I would recommend: Persons above the age of 16 due to graphical nature of contents and anyone one who has a taste to mystery and thrillers.

Enter, the recently disgraced financial journalist, Mikael Blomkvist, who has just been convicted of libeling a heavy weight financier, Hans-Erik Wennerström, and faces a hefty sum and three months in the slammers at Rullåker. His rapidly deteriorating career begins to turn around when he is approached by the the prominent industrialist Henrik of Vanger Industries as one last resort to unravel the mystery surrounding his great niece’s, Harriet Vanger, disappearance over forty years ago. In return, Vanger will provide Blomkvist with damaging information against Wennerström.

Blomkvist agrees, albeit reluctantly and skeptically.
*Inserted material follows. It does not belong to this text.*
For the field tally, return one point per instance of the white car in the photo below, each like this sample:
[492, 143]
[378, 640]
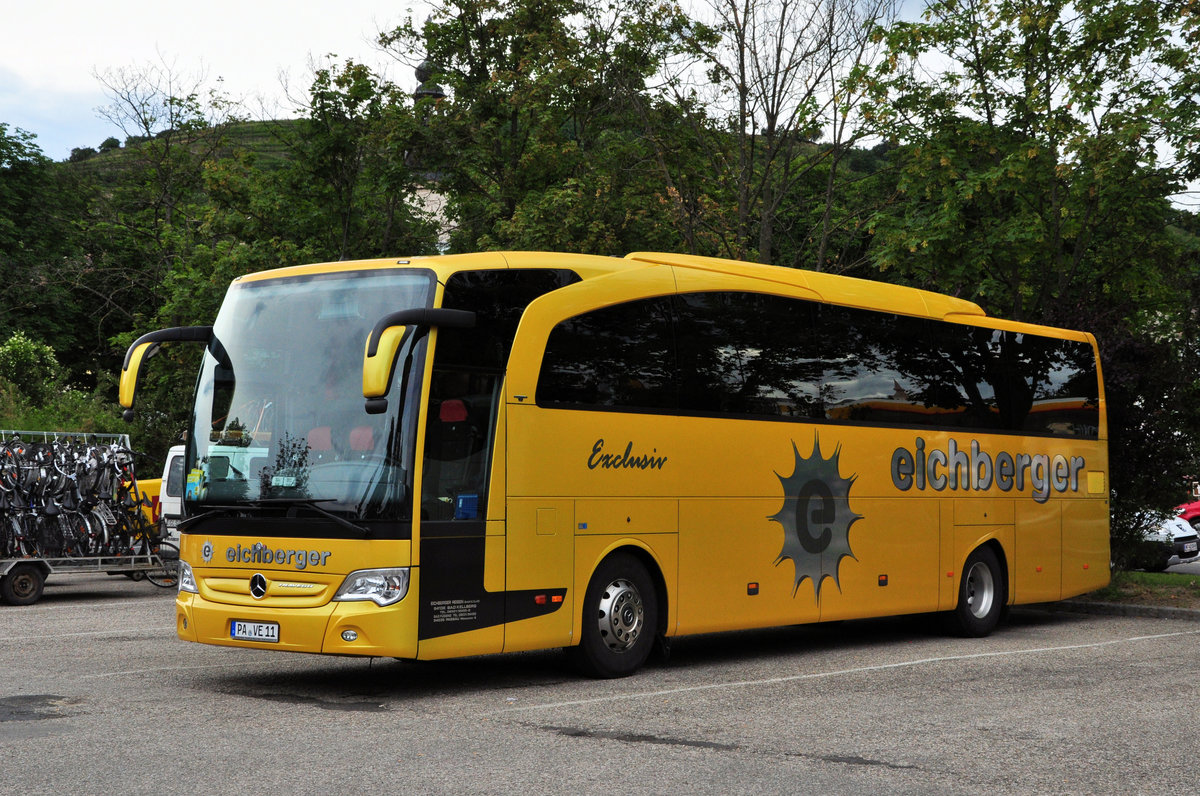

For one year he’ll be on Hedby Island while he goes about the business of the investigation, and scrutinizing the alibis of those of the Vanger clan that were on the island on the day Harriet had gone missing, as Henrik is convinced that one or more amongst his family is responsible.

Blomkvist goes under the cover story of ghost writing the Vanger family chronicle. He’s aided by the title character Lisbeth Salander, the girl with the dragon tattoo. Salander is a social ward of the state, she’s antisocial, has no urge what so ever to submit willingly to authority and is covered with an assortment of tattoos along with piercings to complete the gothic ensemble. She also happens to be a genius hacker who prefers to dish out her own brand of justice and revenge upon those vile and ruthless users and abusers that crawl on the face of the earth, whom she despises with a passion to be reckoned with.